Don Toño inicia su nuevo trabajo, una larga y pesada jornada en la que lo acompañarán cuatro peones. Atayde, un simpático y gordinflón hombrecillo que trabajaba en un circo, Gabriel, ex chofer de camión, Mario, tipo de pocas palabras que no inspira confianza y Pablo, un joven despreocupado pero compadecido por lo demás, juntos iniciarán una travesía en la que vivirán de todo, desde las agotadoras jornadas de trabajo, las peleas entre compañeros, la traición, los peligros del camino y el agotador sol del desierto.

Desde un principio tenían muchas expectativas del filme, no sabía nada sobre él pero la portada y el hecho de que Damián fuera el protagonista eran garantía de que podría esperar algo bueno y también la breve sinopsis en la que se hacía referencia a las dificultades de la vida. Una película sobre trabajadores de carretera adentrándose en la vida rural del México real me atrapó al instante. Sin olvidar las breves alusiones a la ingeniería, la construcción y el trabajo de campo al que he estado expuesto gracias a mi familia.

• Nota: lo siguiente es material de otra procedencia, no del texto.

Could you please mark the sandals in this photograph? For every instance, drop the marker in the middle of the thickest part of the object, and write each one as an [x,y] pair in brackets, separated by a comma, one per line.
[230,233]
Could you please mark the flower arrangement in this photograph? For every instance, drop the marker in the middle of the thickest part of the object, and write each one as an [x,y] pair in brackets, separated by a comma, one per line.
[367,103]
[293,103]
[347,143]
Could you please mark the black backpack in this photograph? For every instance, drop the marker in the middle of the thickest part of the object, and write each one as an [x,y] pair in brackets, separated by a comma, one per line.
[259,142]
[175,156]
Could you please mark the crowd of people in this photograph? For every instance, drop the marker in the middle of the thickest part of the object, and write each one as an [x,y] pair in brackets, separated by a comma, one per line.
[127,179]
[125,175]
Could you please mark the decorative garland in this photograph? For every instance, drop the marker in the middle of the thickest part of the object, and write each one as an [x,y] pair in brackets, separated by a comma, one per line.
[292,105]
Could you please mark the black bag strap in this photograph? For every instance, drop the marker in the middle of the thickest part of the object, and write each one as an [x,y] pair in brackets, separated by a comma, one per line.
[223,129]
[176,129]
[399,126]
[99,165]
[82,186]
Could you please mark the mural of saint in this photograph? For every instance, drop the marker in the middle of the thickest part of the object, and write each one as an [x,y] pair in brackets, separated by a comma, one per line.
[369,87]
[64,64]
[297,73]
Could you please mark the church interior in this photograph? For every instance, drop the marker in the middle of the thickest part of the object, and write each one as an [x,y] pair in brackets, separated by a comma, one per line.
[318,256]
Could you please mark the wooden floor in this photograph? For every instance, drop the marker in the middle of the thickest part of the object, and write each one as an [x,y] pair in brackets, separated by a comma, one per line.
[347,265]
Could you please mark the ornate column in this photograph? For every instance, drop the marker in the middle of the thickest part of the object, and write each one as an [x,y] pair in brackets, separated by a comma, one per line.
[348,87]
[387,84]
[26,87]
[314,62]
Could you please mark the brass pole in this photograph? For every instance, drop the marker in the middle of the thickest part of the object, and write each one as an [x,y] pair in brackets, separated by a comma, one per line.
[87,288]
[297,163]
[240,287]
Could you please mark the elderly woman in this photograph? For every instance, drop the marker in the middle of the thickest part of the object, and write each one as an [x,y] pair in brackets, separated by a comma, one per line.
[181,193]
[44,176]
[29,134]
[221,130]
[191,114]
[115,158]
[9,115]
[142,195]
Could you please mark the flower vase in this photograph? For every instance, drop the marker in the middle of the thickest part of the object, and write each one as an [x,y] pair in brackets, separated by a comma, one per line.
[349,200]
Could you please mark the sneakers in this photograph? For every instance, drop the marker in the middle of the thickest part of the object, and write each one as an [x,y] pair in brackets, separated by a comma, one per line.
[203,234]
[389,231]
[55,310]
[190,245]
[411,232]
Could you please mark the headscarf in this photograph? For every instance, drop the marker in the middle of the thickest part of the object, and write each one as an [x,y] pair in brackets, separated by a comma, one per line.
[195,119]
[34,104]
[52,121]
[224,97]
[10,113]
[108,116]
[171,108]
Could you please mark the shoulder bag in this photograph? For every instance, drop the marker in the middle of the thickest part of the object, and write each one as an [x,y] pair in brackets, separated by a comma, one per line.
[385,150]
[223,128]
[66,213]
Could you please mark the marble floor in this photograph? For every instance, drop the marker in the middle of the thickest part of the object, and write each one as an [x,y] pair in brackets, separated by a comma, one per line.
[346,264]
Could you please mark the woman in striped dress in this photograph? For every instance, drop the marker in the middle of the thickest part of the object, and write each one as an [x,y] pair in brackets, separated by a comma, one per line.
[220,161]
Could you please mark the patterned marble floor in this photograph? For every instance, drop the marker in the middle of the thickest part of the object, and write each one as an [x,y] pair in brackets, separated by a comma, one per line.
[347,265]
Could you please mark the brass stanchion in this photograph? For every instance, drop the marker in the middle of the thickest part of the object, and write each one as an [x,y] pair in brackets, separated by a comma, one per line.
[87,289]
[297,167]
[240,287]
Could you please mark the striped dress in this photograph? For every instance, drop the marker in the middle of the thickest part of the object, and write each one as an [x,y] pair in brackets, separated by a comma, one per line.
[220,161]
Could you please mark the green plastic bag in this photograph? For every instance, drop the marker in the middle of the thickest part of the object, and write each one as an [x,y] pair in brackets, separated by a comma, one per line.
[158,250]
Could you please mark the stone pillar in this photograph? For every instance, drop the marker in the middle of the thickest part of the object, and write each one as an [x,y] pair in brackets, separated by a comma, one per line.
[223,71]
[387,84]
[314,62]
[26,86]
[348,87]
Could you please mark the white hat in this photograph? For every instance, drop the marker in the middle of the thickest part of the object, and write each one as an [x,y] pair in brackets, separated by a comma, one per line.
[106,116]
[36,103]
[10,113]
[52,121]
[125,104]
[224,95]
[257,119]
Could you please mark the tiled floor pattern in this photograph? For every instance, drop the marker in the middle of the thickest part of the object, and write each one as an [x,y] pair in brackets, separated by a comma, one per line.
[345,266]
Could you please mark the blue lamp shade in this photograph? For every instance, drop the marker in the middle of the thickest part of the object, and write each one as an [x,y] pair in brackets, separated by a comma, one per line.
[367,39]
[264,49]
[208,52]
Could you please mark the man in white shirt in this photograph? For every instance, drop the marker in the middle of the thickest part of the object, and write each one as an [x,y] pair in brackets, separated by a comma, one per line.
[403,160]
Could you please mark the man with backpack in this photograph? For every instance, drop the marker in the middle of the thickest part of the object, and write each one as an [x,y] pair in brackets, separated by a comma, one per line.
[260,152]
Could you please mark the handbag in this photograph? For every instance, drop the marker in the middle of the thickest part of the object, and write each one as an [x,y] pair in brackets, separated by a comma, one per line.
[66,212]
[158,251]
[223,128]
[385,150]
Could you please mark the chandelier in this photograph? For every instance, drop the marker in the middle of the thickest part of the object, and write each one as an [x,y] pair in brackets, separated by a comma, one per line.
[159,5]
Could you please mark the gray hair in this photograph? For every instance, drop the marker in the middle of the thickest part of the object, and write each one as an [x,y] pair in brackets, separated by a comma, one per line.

El filme bien podría ser comparado con una historia de fantasía épica, pues a pesar de que aquí no hay magia, sí tenemos un viaje en donde los personajes enfrentarán una serie de obstáculos que terminarán por cambiar su vida, haciéndoles valorar las cosas de otro modo, algo que sólo pueden experimentar las personas que han trabajado en el campo fuera de una oficina.

Las peripecias del trabajo son sin duda la parte medular de la historia y la forma en que éstas impactan no sólo en nuestra vida, sino en la convivencia diaria con los colegas. A pesar de las rencillas, el paso de los días, los kilómetros caminados y el cansancio sólo se volverán menos pesados cuando los hombres empiecen a confiar en sus compañeros, contándoles parte de su pasado, sueños y aspiraciones frustradas que eventualmente los llevaron a trabajar en los caminos y eso es sin duda la parte más rica de toda la película, ver cómo, a pesar de todo, la camaradería es lo más importante para poder seguir adelante.

La incompetencia e irresponsabilidad de las personas a tu cargo, los desperfectos mecánicos, los robos, el sol, las extenuantes caminatas, las acampadas al lado de la carretera, la sed y la falta de comida son el precio que se debe pagar por realizar este tipo de trabajo y la ganancia no sólo es el dinero, sino los hermosos amaneceres, las noches estrelladas, la hermandad y las enseñanzas de don Toño quien, a pesar de todo, intenta enseñarnos un trabajo que posiblemente nadie más desearía hacer. Sin embargo, esas ganancias que alimentan el espíritu simplemente nos permiten apreciar mejor un plato de comida o nos reconfortan para seguir adelante, al final, lo que importa es sacar el trabajo a tiempo, cobrar y seguir buscando, como todas las personas en la dura realidad de la economía mexicana.

La película es una preciosidad, directo a mi top de películas mexicanas favoritas y el final es a la vez crudo, dramático y liberador. Concluir la jornada a pesar de todas las perdidas y el sufrimiento termina por valer la pena, pues a pesar de los malos momentos, aquellos breves instantes de alegría con los compañeros, de rizas y juegos se quedarán igualmente en nuestra memoria. La escena de la feria fue mi parte favorita y una con la que me pude relacionar directamente. Una película sumamente hermosa que superó por mucho mis expectativas. Por cierto, ver a Joaquín Cosio en un papel donde no es un maleante me agradó mucho.